HorGait: A Hybrid Model for Accurate Gait Recognition in LiDAR Point Cloud Planar Projections
Jiaxing Hao, Yanxi Wang, Zhigang Chang, Hongmin Gao, Zihao Cheng, Chen Wu, Xin Zhao, Peiye Fang, Rachmat Muwardi
TL;DR
HorGait addresses LiDAR-based gait recognition by integrating a Transformer framework with CNN-based segmentation through the LiDAR Hybrid Module (LHM), enabling input adaptation and high-order spatial interactions on planar LiDAR projections. The method mitigates dumb patches via a recursive gated convolution ($g^{\Omega}$Conv) and large-kernel CNN blocks, achieving strong Transformer-only performance while preserving full Transformer processing.
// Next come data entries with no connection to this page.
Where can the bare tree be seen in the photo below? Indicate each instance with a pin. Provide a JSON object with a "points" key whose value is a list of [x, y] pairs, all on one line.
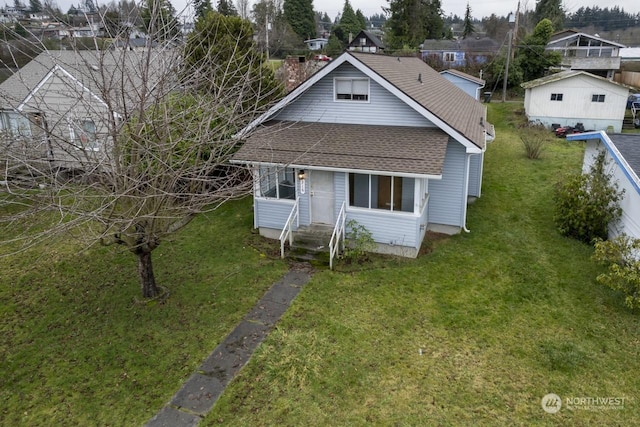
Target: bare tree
{"points": [[124, 147]]}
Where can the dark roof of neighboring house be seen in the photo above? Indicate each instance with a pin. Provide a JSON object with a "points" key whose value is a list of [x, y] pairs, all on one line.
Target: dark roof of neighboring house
{"points": [[372, 37], [472, 43], [463, 75], [94, 70], [348, 147], [572, 34], [629, 146], [564, 75]]}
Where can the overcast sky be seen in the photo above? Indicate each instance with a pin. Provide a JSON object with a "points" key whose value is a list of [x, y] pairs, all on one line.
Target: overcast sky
{"points": [[479, 9]]}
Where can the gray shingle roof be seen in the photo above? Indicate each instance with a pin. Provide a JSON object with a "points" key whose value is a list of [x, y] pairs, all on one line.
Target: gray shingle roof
{"points": [[394, 149], [629, 146], [434, 93], [464, 75]]}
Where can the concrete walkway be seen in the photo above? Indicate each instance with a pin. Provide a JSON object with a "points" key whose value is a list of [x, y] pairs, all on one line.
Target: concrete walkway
{"points": [[199, 393]]}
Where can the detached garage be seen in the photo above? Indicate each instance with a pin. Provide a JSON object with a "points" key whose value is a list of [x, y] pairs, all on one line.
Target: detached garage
{"points": [[571, 97]]}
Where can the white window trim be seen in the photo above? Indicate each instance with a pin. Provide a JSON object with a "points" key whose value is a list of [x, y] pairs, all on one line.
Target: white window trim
{"points": [[417, 183], [75, 139], [357, 101]]}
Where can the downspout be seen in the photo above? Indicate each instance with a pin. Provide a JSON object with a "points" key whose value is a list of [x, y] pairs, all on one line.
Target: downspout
{"points": [[466, 193]]}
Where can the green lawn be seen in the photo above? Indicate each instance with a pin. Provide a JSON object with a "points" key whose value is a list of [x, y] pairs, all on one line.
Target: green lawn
{"points": [[474, 332]]}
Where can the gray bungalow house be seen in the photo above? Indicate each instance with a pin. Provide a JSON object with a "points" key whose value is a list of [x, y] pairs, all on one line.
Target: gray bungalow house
{"points": [[384, 141]]}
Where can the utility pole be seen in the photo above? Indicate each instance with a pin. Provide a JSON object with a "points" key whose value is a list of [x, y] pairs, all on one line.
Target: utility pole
{"points": [[266, 32], [511, 19]]}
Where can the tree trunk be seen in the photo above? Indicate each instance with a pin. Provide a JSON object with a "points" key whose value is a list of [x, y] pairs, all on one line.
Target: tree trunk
{"points": [[147, 279]]}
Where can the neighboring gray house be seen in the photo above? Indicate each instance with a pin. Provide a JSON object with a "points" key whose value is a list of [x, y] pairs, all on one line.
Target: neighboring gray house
{"points": [[468, 83], [474, 49], [571, 97], [366, 41], [384, 141], [622, 152], [54, 112]]}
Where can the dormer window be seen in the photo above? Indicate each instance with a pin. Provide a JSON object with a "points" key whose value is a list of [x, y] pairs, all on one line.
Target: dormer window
{"points": [[351, 89]]}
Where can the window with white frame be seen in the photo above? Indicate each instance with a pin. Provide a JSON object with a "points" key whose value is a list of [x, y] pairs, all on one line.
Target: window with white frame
{"points": [[14, 124], [351, 89], [277, 182], [84, 134], [390, 193]]}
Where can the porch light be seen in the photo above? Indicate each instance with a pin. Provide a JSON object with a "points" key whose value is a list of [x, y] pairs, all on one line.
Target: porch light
{"points": [[302, 182]]}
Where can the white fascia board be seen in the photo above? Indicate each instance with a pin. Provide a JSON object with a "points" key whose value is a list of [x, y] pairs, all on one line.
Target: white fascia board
{"points": [[470, 146], [70, 76], [613, 150], [330, 169]]}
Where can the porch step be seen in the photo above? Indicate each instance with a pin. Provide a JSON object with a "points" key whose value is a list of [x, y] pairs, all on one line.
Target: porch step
{"points": [[313, 238]]}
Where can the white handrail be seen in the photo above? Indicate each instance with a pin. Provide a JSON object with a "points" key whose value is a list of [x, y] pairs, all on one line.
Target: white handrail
{"points": [[338, 235], [287, 231]]}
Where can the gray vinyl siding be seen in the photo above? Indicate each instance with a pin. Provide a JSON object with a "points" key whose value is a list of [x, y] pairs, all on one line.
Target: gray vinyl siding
{"points": [[272, 213], [383, 108], [388, 228], [475, 174], [446, 198], [399, 229]]}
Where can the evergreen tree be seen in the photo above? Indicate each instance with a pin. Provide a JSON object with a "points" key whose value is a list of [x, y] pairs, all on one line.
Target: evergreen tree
{"points": [[468, 23], [299, 14], [551, 10], [159, 20], [202, 7], [226, 8], [412, 21], [35, 6]]}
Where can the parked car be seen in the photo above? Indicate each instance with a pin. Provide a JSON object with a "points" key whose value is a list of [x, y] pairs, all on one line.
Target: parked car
{"points": [[563, 131], [633, 99]]}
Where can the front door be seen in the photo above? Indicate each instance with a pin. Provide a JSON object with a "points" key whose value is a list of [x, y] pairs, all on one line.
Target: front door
{"points": [[322, 197]]}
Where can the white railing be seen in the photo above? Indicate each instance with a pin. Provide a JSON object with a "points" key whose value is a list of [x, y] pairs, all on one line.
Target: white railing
{"points": [[337, 237], [287, 231]]}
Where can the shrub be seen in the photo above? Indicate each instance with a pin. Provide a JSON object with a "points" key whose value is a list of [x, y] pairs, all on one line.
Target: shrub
{"points": [[534, 137], [358, 241], [585, 204], [621, 255]]}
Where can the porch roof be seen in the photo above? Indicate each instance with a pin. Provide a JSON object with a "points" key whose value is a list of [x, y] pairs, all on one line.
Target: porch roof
{"points": [[393, 149]]}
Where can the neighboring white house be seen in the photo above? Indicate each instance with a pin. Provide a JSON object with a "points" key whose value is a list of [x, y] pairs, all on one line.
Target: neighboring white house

Experiments on SUSTech1K show HorGait as the first LiDAR gait model to outperform state-of-the-art Transformer methods, with the best configuration $[1,1,3,3]$ and planar projection, though CNN methods still hold advantages in some overall metrics. The work underscores the potential of high-order Transformer interactions and projection-aware design for robust, privacy-preserving gait recognition in challenging environments.
Abstract
Gait recognition is a remote biometric technology that utilizes the dynamic characteristics of human movement to identify individuals even under various extreme lighting conditions. Due to the limitation in spatial perception capability inherent in 2D gait representations, LiDAR can directly capture 3D gait features and represent them as point clouds, reducing environmental and lighting interference in recognition while significantly advancing privacy protection. For complex 3D representations, shallow networks fail to achieve accurate recognition, making vision Transformers the foremost prevalent method. However, the prevalence of dumb patches has limited the widespread use of Transformer architecture in gait recognition. This paper proposes a method named HorGait, which utilizes a hybrid model with a Transformer architecture for gait recognition on the planar projection of 3D point clouds from LiDAR. Specifically, it employs a hybrid model structure called LHM Block to achieve input adaptation, long-range, and high-order spatial interaction of the Transformer architecture. Additionally, it uses large convolutional kernel CNNs to segment the input representation, replacing attention windows to reduce dumb patches. We conducted extensive experiments, and the results show that HorGait achieves state-of-the-art performance among Transformer architecture methods on the SUSTech1K dataset, verifying that the hybrid model can complete the full Transformer process and perform better in point cloud planar projection. The outstanding performance of HorGait offers new insights for the future application of the Transformer architecture in gait recognition.